Roaring Twenties Morphs Into Whimper
The more things change, the more they stay the same (or for purists, plus ça change, plus c’est la même chose). No matter how smart any prognosticator thinks she is in the moment, heralding a “this time is different” narrative, the real world reminds us that human beings are hardwired to allow the recent past to inform what we believe will be the future. Just over a year ago, hopes were high for a post-pandemic surge in activity, encouraging economists and bullish investors to wager that the U.S. economy was entering a NEW Roaring Twenties.
“What a difference a year makes,” says Neil Shearing of Capital Economics. “The narrative has now flipped as concerns about a recession have spread,” prompting Shearing to ponder is “this latest story any more convincing than last year’s?” Given that the U.S. economy contracted at a 1.4 percent annual pace in the first quarter and as the Federal Reserve gears up for a two-day policy meeting, the question is ever-more important.

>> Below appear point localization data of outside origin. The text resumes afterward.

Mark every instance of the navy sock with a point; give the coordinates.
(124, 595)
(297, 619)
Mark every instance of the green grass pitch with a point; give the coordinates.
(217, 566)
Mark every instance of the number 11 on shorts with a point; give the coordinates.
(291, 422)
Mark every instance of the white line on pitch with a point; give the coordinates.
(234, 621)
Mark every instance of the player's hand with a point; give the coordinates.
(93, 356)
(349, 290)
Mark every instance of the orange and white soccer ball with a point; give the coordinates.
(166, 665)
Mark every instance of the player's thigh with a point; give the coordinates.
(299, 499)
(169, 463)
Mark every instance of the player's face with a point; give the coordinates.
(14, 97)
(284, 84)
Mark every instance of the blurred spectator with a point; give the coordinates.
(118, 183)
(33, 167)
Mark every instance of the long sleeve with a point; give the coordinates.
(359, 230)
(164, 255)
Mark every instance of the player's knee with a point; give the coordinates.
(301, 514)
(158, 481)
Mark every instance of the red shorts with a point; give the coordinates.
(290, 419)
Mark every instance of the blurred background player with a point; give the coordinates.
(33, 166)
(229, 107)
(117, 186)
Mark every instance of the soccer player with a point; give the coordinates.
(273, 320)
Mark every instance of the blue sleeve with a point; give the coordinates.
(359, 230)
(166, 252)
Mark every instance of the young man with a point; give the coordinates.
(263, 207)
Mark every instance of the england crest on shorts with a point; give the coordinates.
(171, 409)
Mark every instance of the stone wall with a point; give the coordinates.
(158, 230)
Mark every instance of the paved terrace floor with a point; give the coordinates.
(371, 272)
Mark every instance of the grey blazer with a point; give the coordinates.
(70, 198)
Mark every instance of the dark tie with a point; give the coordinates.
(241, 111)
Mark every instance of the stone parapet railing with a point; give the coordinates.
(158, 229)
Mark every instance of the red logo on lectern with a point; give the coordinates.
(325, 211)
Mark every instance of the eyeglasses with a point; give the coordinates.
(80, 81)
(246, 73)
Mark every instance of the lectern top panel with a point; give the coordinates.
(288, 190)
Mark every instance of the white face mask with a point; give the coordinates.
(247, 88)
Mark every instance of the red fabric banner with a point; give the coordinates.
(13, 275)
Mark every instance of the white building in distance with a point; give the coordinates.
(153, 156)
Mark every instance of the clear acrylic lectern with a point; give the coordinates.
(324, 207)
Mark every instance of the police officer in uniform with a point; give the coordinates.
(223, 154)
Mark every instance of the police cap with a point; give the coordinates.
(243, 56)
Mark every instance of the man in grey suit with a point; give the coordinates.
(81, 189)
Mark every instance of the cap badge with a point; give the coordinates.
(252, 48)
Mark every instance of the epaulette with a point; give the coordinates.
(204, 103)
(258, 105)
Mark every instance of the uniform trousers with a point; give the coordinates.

Despite the pokey start to the year, the Fed is still expected to raise short term interest rates by 0.50 percent to fight 40-year highs in inflation. The central bank’s campaign to increase rates has also spawned heightened conversations about yield curve inversions, the unusual market condition when it costs more to borrow for the government in the short term than the longer term.
Typically, it should cost less to borrow for shorter periods of time than longer ones. In the case of government bonds, when you buy a ten-year, the interest rate is normally higher than when you buy a two-year (the difference between those two interest rates is known as the “spread”). The reason is that lots of things can happen in the future, so bond buyers usually demand higher interest rates to compensate them for the additional risk of lending the money for a longer term.
When plotting government yields on a chart, a normal period slopes upwards, the steeper the slope, the more that investors think that growth, inflation, and interest rates will be increasing in the future. When investors believe that the economy is slowing and that the rate of inflation will be tepid in the future, the yield curve flattens.
When short-term interest rates are higher than long-term rates, the yield curve inverts, meaning that it slopes downward. Shearing notes “There is no mechanical link between an inverted curve and the real economy,” but its significance reflects “the collective wisdom of deep and liquid bond markets.” The current inversion could mean that investors are worried that the Fed will not be able to thread the needle of increasing rates without throwing the economy into a recession. So, they dump short-dated government bonds and load up on the longer-dated ones, wagering that the Fed will raise rates for the next couple of years and then will be forced to do a 180, after the economy enters a recession. In other words, market timing on steroids.
Historically when the relationship between two-and ten-year government bonds inverts and stays that way for three to six months, it can be bad news for the economy and can presage a recession. Shearing points out that “the curve has inverted ahead of every recession in the U.S. over the past 50 years, with only one false positive (in 1998). It’s therefore about as good a recession indicator as we’re going to get. Ignoring the yield curve means betting against history.”
But inversions may not always be the Magic 8-Ball, when it comes to recession calls. For example, the curve inverted in 2019, but it would seem far-fetched to attach the outcome of a once-in-century pandemic-induced recession to that inversion. What’s more likely is that in 2019, bond investors got a little spooked about the future. Had the two-month COVID recession not occurred, it’s likely that we would have used the 2019 inversion as proof that the old inversion/recession link was broken.
Shearing says that the current yield curve “has been distorted by the effects of large-scale central bank asset purchases over the past decade”, [Quantitative Easing or bond buying] which may mean that this time really is different and that the inverted yield curve “may have lost some of its predictive power.” This inversion perversion underscores just how spooked we are about recessions in general. While nobody wants to see a return to high unemployment and human suffering, unfortunately, recessions are natural occurrences of the economic cycle. Sometimes the contraction and subsequent recovery last a long time (the Great Recession) and sometimes the damage is deep, but the length is short (the COVID Recession).
To get an idea of whether a recession is coming any time soon, it’s instructive to go to the source, the Business Cycle Dating Committee of the National Bureau of Economic Research (NBER). The Committee does not have a fixed definition of recessions; rather it examines and compares the behavior of various measures of broad activity: real economic growth and income (both adjusted for inflation), employment, industrial production, and wholesale-retail sales. While most of these metrics are holding up, high inflation and rising interest rates will curtail spending, especially as consumers drain their pandemic-era savings (the personal saving rate dropped to 6.2 percent in March and hit the lowest level since 2013 in Q1).
A drop in both personal and business spending means that the economy will cool considerably from last year’s 5.7 percent annualized growth rate, but it’s hard to know whether it will slow enough to trigger a recession. “The challenge will be for the Fed to cool domestic demand without sending too much of a chill through the labor market,” says Grant Thornton Chief Economist Diane Swonk. “Getting policy “just right” is no easy feat. Goldilocks only exists in fairy tales.”